"When I get home people will ask me, 'Hey Hoot, why do you do it man? Why? You some war junkie?' I won't say a goddamn word. Why? They won't understand. They won't understand why we do it. They won't understand that it's about the men next to you, and that's it. That's all it is."
SFC Norm "Hoot" Hooten, 1SFODD
People dole out thousands of dollars each year for seminars and conferences on leadership. Corporations routinely send their employees to these venues in order that they will somehow come away with the magic formula on what it takes to lead others. Sad to say, but I could save these companies a whole lot of money with some simple advice. First, however, we need to agree on what makes a good leader. Is a good leader someone who dictates instructions to others from the relative safety of their corner corporate office? Or, as I believe, is a good leader one who walks and works with those they have been chosen to lead? When one looks at the styles of military leaders, the ones most remembered are the ones who led from the front lines and not from the rear. One of the most celebrated generals in our nations history, General George Patton, made this a common practice during his career. Patton was a soldiers general and his men respected him for that. In my opinion, I would rather work for someone who wasn't afraid to get their pants dirty like the rest of us than someone who killed time in a corporate office. I've seen too many times the weak leadership of those who were disconnected from their frontline workers. I happen to work for such a agency currently. The traditional corporate model on leadership is one who sits at a desk and delegates. I get it. But a corner office does not a leader make. I look at the example of the leadership of our mainstream churches and I cringe. Total corporate business model on top down leadership. The lead pastor dictates to the assistant pastor who dictates to another assistant who...well you get the picture. But is this the way that Jesus wants His church to operate? Is it the desire of the Lord that our churches be run by the top down business model? Is it the Lords desire that there be church leadership at all? If there are no leaders, who is the head of the church? That would be Jesus Himself {Colossians 1:18}.
Now Jesus calling them to Him said, "You are aware that the chiefs of the nations are lording it over them, and the great are coercing them. Not thus is it to be among you. But whosoever may be wanting to become great among you, let him be your servant, and whoever may be wanting to be foremost among you, let him be your slave, even so as the Son of Mankind came, not to be served but to serve, and to give His soul a ransom for many."

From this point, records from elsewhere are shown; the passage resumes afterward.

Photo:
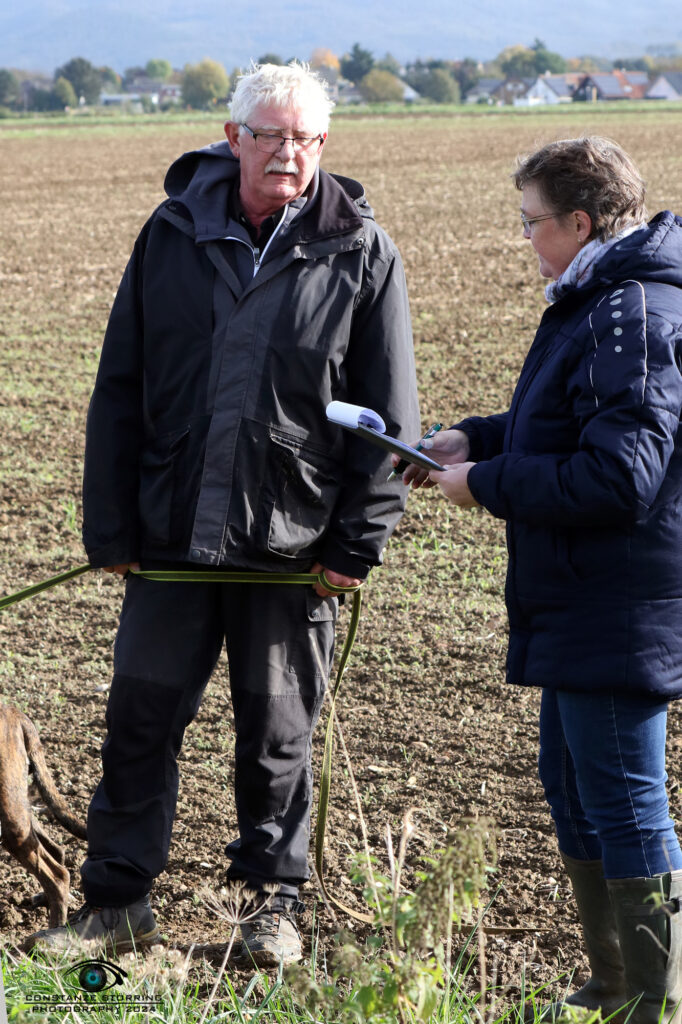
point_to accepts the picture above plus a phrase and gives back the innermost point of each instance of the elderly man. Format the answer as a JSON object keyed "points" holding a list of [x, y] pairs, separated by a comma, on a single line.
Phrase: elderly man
{"points": [[258, 292]]}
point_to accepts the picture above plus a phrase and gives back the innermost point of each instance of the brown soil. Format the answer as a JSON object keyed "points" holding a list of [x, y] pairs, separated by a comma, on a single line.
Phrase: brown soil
{"points": [[427, 719]]}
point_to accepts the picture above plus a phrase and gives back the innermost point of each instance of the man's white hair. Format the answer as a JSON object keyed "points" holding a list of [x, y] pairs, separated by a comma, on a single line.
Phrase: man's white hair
{"points": [[281, 85]]}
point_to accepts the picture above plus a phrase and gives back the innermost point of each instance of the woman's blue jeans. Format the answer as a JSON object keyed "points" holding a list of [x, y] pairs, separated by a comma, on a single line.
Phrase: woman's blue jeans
{"points": [[602, 763]]}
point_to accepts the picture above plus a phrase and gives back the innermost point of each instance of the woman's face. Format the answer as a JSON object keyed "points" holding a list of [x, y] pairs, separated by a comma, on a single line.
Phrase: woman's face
{"points": [[556, 239]]}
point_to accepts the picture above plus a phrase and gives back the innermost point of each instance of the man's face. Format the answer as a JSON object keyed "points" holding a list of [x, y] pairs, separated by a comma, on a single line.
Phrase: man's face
{"points": [[269, 180]]}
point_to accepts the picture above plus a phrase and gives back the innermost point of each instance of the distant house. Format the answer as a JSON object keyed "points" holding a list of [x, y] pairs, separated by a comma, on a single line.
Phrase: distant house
{"points": [[349, 93], [551, 89], [410, 95], [612, 86], [667, 86], [484, 91], [170, 93], [130, 100], [511, 90]]}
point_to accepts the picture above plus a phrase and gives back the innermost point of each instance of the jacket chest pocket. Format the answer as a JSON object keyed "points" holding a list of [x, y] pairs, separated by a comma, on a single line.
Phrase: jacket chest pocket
{"points": [[159, 474]]}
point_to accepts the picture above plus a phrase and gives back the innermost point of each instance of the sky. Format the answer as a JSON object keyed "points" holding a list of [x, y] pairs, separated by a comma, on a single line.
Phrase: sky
{"points": [[42, 34]]}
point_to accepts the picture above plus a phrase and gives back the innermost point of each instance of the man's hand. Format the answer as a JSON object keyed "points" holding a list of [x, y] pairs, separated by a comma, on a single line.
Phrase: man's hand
{"points": [[453, 482], [446, 448], [122, 569], [336, 578]]}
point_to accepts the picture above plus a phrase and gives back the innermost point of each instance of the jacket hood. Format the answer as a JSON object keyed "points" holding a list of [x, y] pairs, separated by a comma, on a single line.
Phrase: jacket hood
{"points": [[203, 178], [651, 254]]}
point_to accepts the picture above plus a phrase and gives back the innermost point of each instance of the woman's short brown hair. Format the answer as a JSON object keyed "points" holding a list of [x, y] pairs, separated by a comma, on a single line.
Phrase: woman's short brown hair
{"points": [[593, 174]]}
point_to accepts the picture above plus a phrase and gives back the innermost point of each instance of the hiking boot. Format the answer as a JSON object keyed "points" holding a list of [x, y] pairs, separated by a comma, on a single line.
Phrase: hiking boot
{"points": [[271, 937], [113, 928]]}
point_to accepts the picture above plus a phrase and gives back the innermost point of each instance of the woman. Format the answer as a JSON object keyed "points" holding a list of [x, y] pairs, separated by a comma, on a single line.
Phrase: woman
{"points": [[586, 468]]}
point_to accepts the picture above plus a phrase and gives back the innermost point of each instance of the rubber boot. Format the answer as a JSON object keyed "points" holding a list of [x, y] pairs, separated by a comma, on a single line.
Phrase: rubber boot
{"points": [[649, 926], [605, 988]]}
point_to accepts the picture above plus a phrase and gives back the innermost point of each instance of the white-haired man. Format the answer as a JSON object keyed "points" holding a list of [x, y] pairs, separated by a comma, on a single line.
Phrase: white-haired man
{"points": [[258, 292]]}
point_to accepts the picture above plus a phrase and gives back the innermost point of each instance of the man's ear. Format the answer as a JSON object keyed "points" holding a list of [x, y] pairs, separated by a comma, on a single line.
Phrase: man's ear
{"points": [[583, 225], [232, 136]]}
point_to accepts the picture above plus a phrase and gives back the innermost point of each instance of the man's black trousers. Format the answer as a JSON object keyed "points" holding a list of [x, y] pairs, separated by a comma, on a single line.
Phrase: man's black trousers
{"points": [[280, 641]]}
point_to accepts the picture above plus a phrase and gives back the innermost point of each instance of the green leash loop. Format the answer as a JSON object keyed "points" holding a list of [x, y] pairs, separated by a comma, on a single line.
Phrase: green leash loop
{"points": [[199, 576], [189, 576]]}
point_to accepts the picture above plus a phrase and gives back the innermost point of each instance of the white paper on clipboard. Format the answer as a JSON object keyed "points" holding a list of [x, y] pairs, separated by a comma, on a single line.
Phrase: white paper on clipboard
{"points": [[370, 425]]}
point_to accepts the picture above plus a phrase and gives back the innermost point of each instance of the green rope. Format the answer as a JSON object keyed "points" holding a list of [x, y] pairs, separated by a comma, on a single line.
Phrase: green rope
{"points": [[202, 576]]}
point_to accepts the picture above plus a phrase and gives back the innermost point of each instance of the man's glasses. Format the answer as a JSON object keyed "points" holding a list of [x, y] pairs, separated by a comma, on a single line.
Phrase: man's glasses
{"points": [[266, 142], [527, 221]]}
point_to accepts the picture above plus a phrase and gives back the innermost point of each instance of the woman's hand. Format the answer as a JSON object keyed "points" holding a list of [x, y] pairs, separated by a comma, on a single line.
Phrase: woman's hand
{"points": [[453, 482], [446, 448]]}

Matthew 20: 25-28, Concordant New Testament
I look at the leadership model of Jesus and I see something we could all learn from. For Jesus did not seek to Lord Himself over those who followed Him. I'm thinking He would not have been too comfortable in some corner office somewhere dictating His desires upon others. From the beginning Jesus presented Himself as lowly and meek. Born in a manger. Raised in a modest family. The birth and life of Jesus was not what one might expect of a chosen messiah or king. But I'm certain that this is the way our heavenly Father intended it to be. Jesus did not lead His disciples by edict, but by example. Wherever His disciples traveled, Jesus was there with them. They shared meals by the sea. Conversations along dusty roads. Jesus called on those who followed Him to learn from Him. He is the textbook definition of learning by example. Then again, what corporate executive would be caught dead comparing themselves to their underlings? What corporate model advocates leading from the bottom up? Yet this is what we get with Jesus. It is Jesus, the Son of God, who makes His home in us today {Galatians 2:20}. It seems to me that this has less to do with leadership and more to do with relationship. In the corporate model, relationships are definitely frowned upon.
Who being inherently in the form of God, deems it not pillaging to be equal with God, nevertheless empties Himself, taking the form of a slave, coming to be in the likeness of humanity, and, being found in fashion as a human, He humbles Himself, being obedient unto death, even the death of the cross.